Es ist ein historischer Moment: Dr. Wolfgang Porsche wartet, alle warten, Blitzlichter zucken, ein grüner Porsche rollt vom Band. Der einmillionste 911 ist produziert. Einer war vor ihm dran: Nummer 999.999. Knapp vorbei an einem Platz in die Geschichtsbücher der Marke. Pech gehabt! Oder doch nicht? Eine subjektive Betrachtung über das Glück, an der Popularität vorbeizuschrammen.
Keine Fanfare, kein Konfettiregen, kein Tusch. Wahrscheinlich hat auch niemand geklatscht, als der 999.999. Porsche 911 vom Band rollte. Es war ein roter Targa 4 GTS. Doch solche Informationen sind schon fast grausam unerheblich, denn er wird nur ein gewöhnliches Auto sein (soweit ein Elfer je gewöhnlich sein kann) – ein letzter Vorläufer, der Noch-einmal-Durchschnaufer, bevor dann endlich mit großem Tamtam der Millionste seiner Art hinter ihm vom Band rollte. Lang erwartet, großes Kino. Wenn ein Auto fühlen könnte, würde sich die rote Nummer 999.999 wie die talentierte, aber mit nachlässigem Geplapper und Gläsergeklirr übertönte Vor-Band vorkommen, der man höchst beiläufig zuhört, während man auf den Top Act wartet, für den man eigentlich gekommen ist.

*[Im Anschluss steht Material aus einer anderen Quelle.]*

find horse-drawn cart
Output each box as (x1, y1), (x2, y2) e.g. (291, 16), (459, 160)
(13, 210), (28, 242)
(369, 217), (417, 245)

Knapp daneben ist eben auch vorbei. Das stimmt. Und doch ist es ein großer Denkfehler, diesen schwebenden Beinahe-Zustand als etwas Negatives zu verstehen. Schon klar, niemand jubelt, wenn er den Sechser im Lotto verfehlt, weil ihm die 31 aus verschwurbelten, tiefenpsychologischen Gründen irgendwie sympathischer war als die 32 und er geburtstagsdatumshalber auf die 9 und nicht auf die 8 setzte. Wobei es am Ende auch schnurzegal ist, wie knapp man das anvisierte Ziel nun ganz genau verfehlt. Es ist wie beim Zugverpassen: Weg ist weg, perdu ist perdu, egal, ob man nun zehn Sekunden oder eine Stunde zu spät kommt.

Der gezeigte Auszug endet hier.